If you've been actively building credit or taking advantage of welcome bonuses recently, your 5/24 status is worth checking before applying. A hard inquiry on a declined application still affects your credit report temporarily.

What Credit Score Range Is Generally Expected?

Co-branded rewards cards from major issuers like Chase are typically targeted at applicants with good to excellent credit — broadly, scores in the upper 600s and above are often cited as a starting range, with stronger approval odds generally associated with scores in the 700s and higher.

That said, a score alone doesn't tell the full story. Two applicants with the same score but different utilization rates, income levels, or derogatory marks will be evaluated differently. Score ranges are useful as general benchmarks, not thresholds with guaranteed outcomes on either side. 📊

Rewards Cards and Responsible Use

Co-branded rewards cards only deliver real value when the balance is paid in full each month. Carrying a balance means interest charges accumulate, and for most cardholders, interest costs will outpace any rewards earned on purchases. This is especially true with retail-affiliated cards, which historically tend to carry higher APRs than general-purpose travel or cash back cards.

The grace period — typically around 21–25 days after your billing cycle closes — is the window where you can pay your balance in full and avoid interest entirely. Rewards optimization only works if you're consistently inside that window.

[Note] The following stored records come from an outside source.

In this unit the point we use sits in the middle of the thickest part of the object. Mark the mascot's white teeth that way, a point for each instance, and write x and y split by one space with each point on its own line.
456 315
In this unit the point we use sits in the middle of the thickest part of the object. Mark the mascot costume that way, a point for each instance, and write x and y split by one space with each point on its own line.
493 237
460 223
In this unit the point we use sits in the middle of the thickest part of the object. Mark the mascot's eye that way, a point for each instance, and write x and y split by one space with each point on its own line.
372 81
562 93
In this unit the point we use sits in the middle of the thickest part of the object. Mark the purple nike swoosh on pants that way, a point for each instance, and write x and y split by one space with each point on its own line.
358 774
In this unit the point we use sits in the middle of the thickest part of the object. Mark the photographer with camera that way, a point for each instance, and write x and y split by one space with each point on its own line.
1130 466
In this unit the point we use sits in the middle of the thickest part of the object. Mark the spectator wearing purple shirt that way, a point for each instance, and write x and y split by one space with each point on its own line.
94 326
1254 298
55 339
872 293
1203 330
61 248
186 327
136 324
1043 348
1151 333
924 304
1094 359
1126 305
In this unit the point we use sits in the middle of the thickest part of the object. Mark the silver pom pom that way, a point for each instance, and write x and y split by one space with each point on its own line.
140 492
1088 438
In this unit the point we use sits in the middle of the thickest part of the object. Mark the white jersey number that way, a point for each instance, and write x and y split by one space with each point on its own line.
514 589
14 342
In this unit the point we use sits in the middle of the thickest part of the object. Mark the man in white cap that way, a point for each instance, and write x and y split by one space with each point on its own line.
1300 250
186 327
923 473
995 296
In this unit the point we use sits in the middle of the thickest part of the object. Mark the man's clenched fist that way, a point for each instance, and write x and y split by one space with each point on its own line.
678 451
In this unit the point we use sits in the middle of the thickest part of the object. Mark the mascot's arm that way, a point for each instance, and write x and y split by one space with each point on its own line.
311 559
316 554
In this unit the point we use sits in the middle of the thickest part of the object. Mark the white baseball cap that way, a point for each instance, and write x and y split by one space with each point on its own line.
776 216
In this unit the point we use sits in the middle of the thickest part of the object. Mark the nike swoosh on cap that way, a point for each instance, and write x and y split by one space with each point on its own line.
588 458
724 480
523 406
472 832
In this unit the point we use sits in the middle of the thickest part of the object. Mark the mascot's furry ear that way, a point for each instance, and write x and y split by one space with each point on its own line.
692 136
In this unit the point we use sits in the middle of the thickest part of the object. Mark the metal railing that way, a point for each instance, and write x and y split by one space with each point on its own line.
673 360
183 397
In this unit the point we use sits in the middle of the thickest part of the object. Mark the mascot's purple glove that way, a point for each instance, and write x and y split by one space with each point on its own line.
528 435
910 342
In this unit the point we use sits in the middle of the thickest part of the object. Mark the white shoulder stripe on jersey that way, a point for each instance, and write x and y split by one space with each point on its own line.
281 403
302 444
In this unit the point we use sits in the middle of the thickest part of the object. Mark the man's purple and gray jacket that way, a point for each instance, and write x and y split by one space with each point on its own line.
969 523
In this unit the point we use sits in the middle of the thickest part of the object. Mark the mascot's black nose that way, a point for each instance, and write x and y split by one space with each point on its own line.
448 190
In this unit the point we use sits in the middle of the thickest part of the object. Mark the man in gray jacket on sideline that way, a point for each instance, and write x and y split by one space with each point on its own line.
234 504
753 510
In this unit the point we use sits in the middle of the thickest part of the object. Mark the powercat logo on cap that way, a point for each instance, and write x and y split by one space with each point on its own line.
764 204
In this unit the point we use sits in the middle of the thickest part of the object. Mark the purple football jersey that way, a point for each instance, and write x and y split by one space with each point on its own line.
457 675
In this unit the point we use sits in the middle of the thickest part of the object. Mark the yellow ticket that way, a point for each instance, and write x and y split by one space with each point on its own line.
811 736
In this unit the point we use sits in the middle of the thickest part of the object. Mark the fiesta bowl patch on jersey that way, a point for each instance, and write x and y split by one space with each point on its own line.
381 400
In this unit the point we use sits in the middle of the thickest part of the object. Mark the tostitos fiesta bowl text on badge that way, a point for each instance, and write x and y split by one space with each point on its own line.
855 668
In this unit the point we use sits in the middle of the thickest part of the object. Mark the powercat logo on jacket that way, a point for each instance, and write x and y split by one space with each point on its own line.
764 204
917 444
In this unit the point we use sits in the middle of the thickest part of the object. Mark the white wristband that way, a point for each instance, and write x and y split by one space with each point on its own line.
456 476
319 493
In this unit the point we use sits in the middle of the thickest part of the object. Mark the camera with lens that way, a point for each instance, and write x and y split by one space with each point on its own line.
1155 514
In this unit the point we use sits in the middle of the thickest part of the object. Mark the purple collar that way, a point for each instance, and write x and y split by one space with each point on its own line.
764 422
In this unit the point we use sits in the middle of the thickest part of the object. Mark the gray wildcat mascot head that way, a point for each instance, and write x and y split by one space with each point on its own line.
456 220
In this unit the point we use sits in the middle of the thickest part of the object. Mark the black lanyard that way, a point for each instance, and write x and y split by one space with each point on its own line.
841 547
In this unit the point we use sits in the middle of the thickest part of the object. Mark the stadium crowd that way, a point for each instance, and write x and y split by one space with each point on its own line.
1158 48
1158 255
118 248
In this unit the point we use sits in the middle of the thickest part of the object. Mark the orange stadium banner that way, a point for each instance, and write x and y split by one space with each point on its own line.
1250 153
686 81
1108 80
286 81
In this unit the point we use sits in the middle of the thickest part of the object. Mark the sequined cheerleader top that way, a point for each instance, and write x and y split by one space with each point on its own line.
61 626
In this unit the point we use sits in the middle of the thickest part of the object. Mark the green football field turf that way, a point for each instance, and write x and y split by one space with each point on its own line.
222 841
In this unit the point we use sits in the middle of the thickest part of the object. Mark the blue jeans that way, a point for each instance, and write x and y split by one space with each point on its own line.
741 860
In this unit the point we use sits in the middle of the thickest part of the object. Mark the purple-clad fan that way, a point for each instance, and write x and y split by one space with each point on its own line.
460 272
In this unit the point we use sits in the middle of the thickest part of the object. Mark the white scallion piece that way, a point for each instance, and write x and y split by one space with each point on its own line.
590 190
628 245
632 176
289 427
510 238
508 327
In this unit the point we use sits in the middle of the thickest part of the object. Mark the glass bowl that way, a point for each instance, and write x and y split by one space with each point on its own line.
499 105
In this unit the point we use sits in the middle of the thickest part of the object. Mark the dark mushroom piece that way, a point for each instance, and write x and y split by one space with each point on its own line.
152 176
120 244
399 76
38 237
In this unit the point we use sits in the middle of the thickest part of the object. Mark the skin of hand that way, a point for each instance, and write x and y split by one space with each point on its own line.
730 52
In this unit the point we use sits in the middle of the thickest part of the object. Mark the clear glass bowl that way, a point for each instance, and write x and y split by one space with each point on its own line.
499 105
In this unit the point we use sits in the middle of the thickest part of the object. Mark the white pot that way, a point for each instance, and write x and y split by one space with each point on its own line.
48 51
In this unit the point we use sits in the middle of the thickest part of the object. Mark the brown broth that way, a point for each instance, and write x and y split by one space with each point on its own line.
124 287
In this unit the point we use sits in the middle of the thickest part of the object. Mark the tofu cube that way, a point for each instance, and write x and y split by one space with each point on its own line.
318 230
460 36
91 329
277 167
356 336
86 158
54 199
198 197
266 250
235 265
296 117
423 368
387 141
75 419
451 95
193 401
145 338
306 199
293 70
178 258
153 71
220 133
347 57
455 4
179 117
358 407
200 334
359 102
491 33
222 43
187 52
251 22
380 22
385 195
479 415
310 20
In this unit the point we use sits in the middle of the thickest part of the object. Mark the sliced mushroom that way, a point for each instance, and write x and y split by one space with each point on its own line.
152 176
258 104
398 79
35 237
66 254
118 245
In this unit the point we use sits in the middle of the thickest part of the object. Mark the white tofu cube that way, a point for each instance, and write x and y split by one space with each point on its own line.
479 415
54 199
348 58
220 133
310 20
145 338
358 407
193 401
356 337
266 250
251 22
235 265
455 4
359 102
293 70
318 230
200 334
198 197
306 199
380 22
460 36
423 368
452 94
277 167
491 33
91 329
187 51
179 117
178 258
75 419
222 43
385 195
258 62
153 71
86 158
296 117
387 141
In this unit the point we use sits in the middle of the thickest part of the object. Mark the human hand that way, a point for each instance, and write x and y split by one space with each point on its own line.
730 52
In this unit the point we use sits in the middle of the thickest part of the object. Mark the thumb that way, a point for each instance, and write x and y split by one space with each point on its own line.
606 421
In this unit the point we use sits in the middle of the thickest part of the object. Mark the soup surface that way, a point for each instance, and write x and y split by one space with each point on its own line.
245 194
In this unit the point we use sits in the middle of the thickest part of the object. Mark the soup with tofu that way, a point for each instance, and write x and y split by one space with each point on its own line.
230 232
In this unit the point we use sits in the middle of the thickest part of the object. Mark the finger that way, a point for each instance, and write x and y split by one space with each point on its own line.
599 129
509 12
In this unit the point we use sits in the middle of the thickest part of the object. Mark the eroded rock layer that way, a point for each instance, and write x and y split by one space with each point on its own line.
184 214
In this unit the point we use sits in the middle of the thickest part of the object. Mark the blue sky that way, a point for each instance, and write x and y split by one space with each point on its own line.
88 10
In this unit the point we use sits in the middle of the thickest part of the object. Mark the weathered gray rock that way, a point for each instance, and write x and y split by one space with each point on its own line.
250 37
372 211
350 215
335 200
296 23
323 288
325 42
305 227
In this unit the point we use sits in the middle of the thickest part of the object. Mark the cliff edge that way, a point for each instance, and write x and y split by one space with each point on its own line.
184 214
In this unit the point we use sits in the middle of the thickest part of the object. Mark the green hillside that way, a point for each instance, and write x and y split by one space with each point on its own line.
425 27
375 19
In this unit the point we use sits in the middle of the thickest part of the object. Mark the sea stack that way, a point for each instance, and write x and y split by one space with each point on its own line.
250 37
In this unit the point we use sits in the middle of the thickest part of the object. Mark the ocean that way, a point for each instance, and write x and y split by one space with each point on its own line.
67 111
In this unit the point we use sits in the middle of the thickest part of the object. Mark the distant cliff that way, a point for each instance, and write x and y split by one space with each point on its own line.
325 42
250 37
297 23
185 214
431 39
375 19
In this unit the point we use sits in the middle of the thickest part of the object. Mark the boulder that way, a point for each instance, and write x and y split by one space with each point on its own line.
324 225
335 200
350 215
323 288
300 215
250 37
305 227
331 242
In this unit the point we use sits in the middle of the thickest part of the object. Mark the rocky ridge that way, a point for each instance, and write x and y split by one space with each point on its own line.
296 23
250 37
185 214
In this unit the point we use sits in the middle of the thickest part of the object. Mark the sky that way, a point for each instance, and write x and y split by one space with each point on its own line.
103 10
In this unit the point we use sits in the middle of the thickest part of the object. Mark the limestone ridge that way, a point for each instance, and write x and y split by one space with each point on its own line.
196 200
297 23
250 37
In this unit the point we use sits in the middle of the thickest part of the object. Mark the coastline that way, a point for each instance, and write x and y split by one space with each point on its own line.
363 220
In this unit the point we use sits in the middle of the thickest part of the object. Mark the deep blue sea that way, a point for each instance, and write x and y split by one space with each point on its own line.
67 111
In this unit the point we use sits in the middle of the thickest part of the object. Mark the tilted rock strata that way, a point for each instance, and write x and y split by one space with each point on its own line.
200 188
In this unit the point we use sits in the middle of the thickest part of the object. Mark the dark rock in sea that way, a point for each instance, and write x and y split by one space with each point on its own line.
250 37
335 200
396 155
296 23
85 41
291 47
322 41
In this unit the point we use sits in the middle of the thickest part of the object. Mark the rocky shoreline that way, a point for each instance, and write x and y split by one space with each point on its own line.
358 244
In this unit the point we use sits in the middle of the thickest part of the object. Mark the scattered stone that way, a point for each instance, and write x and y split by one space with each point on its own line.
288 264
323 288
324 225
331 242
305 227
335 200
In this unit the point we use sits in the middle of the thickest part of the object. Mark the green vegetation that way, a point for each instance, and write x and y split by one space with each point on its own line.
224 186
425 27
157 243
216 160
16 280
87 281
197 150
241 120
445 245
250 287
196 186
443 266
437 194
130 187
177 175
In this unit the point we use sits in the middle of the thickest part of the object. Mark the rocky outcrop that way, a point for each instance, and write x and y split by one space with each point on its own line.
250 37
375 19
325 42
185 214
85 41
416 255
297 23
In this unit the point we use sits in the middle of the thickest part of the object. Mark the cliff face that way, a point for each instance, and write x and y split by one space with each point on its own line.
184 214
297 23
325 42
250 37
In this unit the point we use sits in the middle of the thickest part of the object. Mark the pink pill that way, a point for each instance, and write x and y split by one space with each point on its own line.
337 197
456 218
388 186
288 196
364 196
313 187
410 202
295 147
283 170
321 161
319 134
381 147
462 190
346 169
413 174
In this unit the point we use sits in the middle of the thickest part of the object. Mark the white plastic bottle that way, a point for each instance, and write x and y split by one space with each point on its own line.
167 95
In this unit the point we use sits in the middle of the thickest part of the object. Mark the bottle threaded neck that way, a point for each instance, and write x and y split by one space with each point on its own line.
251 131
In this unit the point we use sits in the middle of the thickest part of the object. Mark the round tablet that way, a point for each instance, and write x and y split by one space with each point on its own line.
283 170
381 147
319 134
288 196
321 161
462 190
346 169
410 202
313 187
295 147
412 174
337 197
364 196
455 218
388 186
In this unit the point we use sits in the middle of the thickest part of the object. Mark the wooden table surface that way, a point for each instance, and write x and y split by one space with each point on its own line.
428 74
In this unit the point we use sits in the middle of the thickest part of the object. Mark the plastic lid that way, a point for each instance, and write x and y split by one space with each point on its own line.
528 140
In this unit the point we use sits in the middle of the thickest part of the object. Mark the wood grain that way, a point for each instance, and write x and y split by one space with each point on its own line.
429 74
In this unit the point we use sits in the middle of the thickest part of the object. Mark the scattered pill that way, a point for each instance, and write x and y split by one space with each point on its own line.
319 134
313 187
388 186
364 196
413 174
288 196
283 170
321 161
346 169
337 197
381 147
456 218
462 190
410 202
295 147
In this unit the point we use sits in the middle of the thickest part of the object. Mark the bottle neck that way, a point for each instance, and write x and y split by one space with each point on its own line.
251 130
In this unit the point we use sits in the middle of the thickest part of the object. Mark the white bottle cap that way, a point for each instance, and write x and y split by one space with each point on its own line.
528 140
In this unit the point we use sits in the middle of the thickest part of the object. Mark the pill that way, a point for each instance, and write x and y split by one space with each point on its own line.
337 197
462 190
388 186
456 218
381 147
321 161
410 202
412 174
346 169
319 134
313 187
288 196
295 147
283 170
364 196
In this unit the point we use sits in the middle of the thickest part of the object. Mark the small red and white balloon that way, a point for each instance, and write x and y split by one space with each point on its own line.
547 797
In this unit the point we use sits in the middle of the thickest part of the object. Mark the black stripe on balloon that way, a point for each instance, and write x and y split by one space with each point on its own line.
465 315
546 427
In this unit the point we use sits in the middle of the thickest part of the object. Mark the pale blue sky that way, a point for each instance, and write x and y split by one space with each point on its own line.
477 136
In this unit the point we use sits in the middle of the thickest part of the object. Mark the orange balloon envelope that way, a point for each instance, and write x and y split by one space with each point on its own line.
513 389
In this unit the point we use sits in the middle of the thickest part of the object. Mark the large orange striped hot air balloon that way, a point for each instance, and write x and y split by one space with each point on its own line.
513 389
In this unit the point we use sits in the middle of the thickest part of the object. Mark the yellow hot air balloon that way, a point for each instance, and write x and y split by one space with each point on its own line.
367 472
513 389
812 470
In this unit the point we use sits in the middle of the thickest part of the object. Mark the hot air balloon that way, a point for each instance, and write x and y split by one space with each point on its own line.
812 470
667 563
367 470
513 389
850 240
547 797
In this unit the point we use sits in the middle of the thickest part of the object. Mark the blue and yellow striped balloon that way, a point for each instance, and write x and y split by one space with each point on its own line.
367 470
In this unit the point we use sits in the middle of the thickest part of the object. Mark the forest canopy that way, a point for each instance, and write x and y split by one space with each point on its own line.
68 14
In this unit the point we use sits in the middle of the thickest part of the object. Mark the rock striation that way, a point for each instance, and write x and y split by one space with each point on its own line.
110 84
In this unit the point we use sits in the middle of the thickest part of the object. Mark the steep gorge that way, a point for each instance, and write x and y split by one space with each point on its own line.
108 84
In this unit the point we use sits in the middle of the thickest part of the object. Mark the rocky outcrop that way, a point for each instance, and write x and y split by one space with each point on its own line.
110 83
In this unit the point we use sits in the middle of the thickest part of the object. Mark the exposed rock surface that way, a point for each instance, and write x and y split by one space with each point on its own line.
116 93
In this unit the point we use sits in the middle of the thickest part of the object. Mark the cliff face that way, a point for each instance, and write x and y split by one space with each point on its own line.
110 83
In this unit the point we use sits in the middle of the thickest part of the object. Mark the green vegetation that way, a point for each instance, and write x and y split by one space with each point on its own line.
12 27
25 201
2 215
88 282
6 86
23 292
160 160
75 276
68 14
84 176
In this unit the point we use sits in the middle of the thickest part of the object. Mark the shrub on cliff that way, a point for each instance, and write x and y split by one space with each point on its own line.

If you tend to carry a balance month to month, the rewards structure on any card becomes less relevant than the APR. That's a piece of self-knowledge worth having before any application.

Who Tends to Get the Most From These Cards

Cardholders who historically extract the most value from Amazon co-branded cards tend to share a few traits:

  • Active Amazon Prime members who shop on the platform regularly
  • Frequent Whole Foods shoppers, if that applies to your household spending
  • Payoff-in-full cardholders who never carry a balance
  • People who want simplicity — a flat, predictable earn rate on a store they already use

People who spend heavily outside Amazon's ecosystem may find that general-purpose cash back cards deliver better value across the board, since the elevated earn rate only applies to certain merchants. 💡

The Variable That Changes Everything

All of the above is useful context — but here's where the answer gets personal. Your credit score, utilization rate, the number of recent accounts you've opened, your income, and your existing relationship with Chase will all influence whether you're approved, what credit limit you receive, and whether the card fits where you actually are financially right now.

Two people reading this article could be in genuinely different positions — one well-positioned for this card, one better served waiting or going a different direction. The general framework holds for everyone. The specific answer is only visible from inside your own credit profile.